Ailton Salviano

Atendendo à solicitação da UNESCO, o sociólogo, pedagogo e pensador francês Edgar Morin numa visão transdisciplinar da educação do amanhã, escreveu um interessantíssimo trabalho sob o título “Os sete saberes necessários à Educação do Futuro”.

Em um excerto dessa obra, ao analisar as cegueiras do conhecimento, Morin mostra as tendências ao erro e às ilusões, a que nós seres humanos estamos predispostos e envereda pelas complexas trilhas do imaginário humano e diz que cada mente possui um potencial de mentira para si própria. Isto pode ser explicado pela tendência natural que temos de projetar sobre o outro, a causa do mal.

Daí surge a necessidade de recorrer à autojustificação e à mentira para si mesmo, sem pelo menos, assumir a autoria desta mentira. É a denominada “self deception”, ou seja, auto-enganar-se, ou ainda, a maneira inata da pessoa negar ou criar com firmeza, explicações racionais contra certas evidências e argumentos óbvios e verdadeiros.

Quem não mente?
Há poucos dias, presenciei em um bar-restaurante da cidade, um senhor grisalho atender o celular e entre dois goles de uísque, dizer alto e bom tom para todos em volta escutarem: “minha filha, estou aqui na oficina mecânica consertando o carro!” Aquele senhor não fez nenhuma cerimônia para pronunciar aquela deslavada mentira.
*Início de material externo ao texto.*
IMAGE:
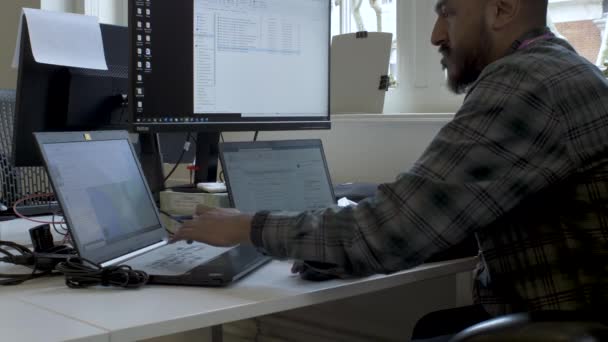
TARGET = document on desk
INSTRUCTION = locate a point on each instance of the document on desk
(65, 39)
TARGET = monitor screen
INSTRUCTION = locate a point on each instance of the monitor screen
(212, 65)
(54, 98)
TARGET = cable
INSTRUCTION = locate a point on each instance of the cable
(30, 197)
(79, 272)
(61, 231)
(181, 157)
(82, 273)
(20, 255)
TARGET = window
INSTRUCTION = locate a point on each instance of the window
(350, 16)
(582, 23)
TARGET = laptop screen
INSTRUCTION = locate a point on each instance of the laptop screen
(277, 175)
(104, 197)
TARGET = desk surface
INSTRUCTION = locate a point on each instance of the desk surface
(127, 315)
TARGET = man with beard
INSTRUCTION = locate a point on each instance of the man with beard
(522, 166)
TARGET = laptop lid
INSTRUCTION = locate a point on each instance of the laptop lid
(105, 199)
(288, 175)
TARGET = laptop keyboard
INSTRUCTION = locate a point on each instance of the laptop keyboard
(175, 259)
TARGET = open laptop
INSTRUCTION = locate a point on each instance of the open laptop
(113, 218)
(287, 175)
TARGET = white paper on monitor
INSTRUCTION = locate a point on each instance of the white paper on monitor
(357, 65)
(65, 39)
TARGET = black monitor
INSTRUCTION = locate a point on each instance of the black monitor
(57, 98)
(210, 66)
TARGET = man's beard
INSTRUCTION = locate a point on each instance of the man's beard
(469, 66)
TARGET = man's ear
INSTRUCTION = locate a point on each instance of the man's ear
(501, 13)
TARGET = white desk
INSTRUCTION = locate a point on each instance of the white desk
(127, 315)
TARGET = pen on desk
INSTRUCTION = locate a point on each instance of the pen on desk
(181, 219)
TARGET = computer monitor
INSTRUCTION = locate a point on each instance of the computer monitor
(210, 66)
(57, 98)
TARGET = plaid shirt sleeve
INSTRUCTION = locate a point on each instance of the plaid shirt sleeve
(504, 145)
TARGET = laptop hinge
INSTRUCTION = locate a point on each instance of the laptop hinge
(123, 258)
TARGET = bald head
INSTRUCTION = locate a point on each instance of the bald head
(471, 34)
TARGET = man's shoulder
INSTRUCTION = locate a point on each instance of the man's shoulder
(550, 63)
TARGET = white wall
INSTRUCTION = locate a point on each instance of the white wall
(422, 85)
(9, 22)
(575, 10)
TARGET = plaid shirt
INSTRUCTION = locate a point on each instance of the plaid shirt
(522, 165)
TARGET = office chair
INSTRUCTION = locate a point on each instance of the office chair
(18, 182)
(547, 326)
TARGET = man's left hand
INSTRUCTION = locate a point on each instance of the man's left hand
(217, 227)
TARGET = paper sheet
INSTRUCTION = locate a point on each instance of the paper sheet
(65, 39)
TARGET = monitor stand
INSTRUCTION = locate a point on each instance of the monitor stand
(150, 157)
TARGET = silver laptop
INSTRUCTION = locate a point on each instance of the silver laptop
(113, 218)
(286, 175)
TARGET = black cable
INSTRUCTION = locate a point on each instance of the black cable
(179, 160)
(82, 273)
(62, 231)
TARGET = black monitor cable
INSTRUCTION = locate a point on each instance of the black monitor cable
(82, 273)
(62, 260)
(16, 254)
(186, 148)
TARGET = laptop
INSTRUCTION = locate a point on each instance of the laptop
(286, 175)
(113, 219)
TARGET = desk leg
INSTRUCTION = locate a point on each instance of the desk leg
(217, 333)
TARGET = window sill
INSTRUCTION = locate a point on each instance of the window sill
(397, 117)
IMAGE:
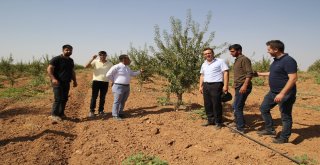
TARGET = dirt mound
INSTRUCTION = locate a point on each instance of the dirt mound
(28, 136)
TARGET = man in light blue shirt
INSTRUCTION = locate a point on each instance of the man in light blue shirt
(120, 76)
(214, 80)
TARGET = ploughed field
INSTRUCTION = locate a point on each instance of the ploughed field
(28, 136)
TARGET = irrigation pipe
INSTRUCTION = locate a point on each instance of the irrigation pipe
(264, 145)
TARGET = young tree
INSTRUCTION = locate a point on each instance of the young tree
(141, 60)
(179, 54)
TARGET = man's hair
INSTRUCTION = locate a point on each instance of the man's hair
(66, 46)
(122, 57)
(208, 49)
(276, 44)
(236, 47)
(103, 53)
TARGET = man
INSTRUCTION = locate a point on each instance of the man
(120, 76)
(99, 81)
(214, 80)
(282, 82)
(61, 72)
(242, 83)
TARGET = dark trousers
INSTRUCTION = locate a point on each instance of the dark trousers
(102, 87)
(212, 101)
(238, 105)
(286, 112)
(61, 93)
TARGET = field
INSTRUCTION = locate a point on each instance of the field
(28, 136)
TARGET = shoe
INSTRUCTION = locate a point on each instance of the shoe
(280, 140)
(117, 118)
(266, 132)
(101, 113)
(91, 114)
(236, 130)
(218, 126)
(56, 118)
(207, 124)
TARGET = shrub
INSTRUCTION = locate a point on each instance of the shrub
(141, 159)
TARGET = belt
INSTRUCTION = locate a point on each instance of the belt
(122, 84)
(212, 82)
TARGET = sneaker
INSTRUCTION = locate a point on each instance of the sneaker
(218, 126)
(117, 118)
(207, 124)
(280, 140)
(266, 132)
(91, 114)
(236, 130)
(56, 118)
(101, 113)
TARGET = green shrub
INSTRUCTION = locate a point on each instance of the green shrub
(141, 159)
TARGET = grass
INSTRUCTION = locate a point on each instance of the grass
(305, 160)
(142, 159)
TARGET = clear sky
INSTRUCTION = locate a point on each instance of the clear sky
(33, 28)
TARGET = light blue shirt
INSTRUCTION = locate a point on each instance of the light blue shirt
(121, 74)
(213, 72)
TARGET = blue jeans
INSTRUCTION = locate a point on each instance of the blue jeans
(286, 112)
(96, 87)
(238, 105)
(120, 94)
(61, 93)
(212, 102)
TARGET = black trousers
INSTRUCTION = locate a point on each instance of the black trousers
(212, 101)
(61, 93)
(102, 87)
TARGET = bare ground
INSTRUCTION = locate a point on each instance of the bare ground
(28, 136)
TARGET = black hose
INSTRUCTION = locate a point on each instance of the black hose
(264, 145)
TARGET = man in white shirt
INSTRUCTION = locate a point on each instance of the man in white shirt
(214, 80)
(120, 76)
(99, 81)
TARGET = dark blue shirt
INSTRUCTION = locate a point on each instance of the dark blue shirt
(63, 68)
(279, 70)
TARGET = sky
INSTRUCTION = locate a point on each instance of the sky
(35, 28)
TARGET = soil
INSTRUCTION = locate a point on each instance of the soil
(28, 135)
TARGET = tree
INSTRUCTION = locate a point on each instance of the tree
(141, 60)
(179, 54)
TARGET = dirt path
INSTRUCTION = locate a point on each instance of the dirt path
(28, 137)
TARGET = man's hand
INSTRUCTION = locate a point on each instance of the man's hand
(243, 89)
(55, 82)
(279, 98)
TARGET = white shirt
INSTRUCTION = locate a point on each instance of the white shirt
(121, 74)
(213, 72)
(100, 70)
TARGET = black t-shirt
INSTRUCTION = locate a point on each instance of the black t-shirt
(63, 68)
(279, 70)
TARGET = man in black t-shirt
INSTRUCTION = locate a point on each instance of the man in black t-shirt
(61, 72)
(282, 83)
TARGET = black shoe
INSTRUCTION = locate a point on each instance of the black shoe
(266, 132)
(117, 118)
(101, 113)
(218, 126)
(207, 124)
(280, 140)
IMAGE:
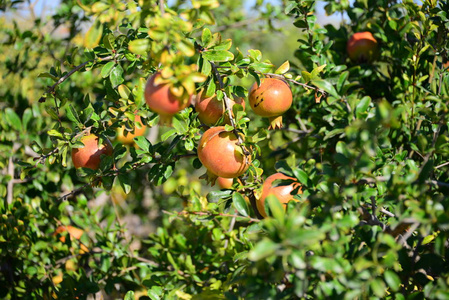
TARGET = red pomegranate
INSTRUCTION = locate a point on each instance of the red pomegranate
(271, 99)
(362, 47)
(225, 183)
(220, 153)
(89, 156)
(282, 192)
(210, 109)
(129, 138)
(161, 100)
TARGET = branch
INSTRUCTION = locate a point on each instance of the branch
(51, 89)
(238, 24)
(211, 214)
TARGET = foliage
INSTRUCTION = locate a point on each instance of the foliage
(368, 143)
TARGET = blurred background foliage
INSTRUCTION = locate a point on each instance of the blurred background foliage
(371, 154)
A impostação da voz era, sem dúvida, para que todos ali presentes escutassem.

As estatísticas dos psicólogos atestam que mentimos em média duzentas vezes por dia, o que dá, admitindo-se que dormimos em média 8 horas/dia, 12,5 mentiras por hora ou mais ou menos, uma mentira a cada 5 minutos. Citações sobre a mentira existem desde a Bíblia (João 8,44) e passa por quase todos os filósofos e pensadores em todas as épocas da história da civilização. A ubiqüidade da mentira a tornou, com certeza, uma das palavras com mais sinônimos, pelo menos, no nosso vernáculo.

Nestes tempos de CPI, que tal este diálogo entre o relator e um depoente:
– Quem lhe deu o pacote de dinheiro?
– Não me lembro do nome da pessoa que me entregou.
– E quanto havia em termos de valores?
– Não cheguei a contar.
– E a quem o senhor entregou o pacote?
– Também não sei o nome da pessoa que recebeu

Mais uma vez tem razão o professor Morin quando diz que “a importância da fantasia e do imaginário no ser humano é inimaginável”, tendo em vista que os dispositivos de entrada e saída do sistema neurocerebral representam apenas 2% e o restante (98%) constituem o nosso mundo psíquico onde se formam nossos sonhos, necessidades, ilusões, idéias e desejos.

Como acreditar em nós mesmos? Por quantos sofrimentos e desilusões, a história humana passou, vítima da mentira?

Para o grande pensador francês, de modo inconsciente, a nossa mente seleciona apenas aquelas lembranças que nos convêm. As inconvenientes são muitas vezes, recalcadas e até mesmo apagadas. O nosso potencial de se auto-enganar é uma fonte permanente de erros e ilusões.

Ao contrário, alguns estudiosos do assunto afirmam que a nossa mente é compatível apenas com a verdade. A mentira que aparece na primeira infância quando começamos a distinguir o falso do verdadeiro, pode nos acompanhar por toda a existência e tornar-se até uma fortíssima dependência, quando então mentimos compulsivamente. Neste caso extremo, o quadro é patológico e há necessidade de se recorrer à terapia psicológica.

Ao abordar o tema mentira, Morin o faz para fins didáticos, diferentemente de muitas pessoas que instintivamente mentem para obter vantagens ou convencer alguém a aceitar as suas “verdades”.

  1. “uma mentira a cada 5 minutos” … Puxa, essa é a média?
    Então como eu não minto mais do que 2 vezes por dia (geralmente, para agradar alguem,) outros estão mintindo muito mais!
    Ah! Sim, Meu nariz não tem crescido muito nesses meus 80 anos.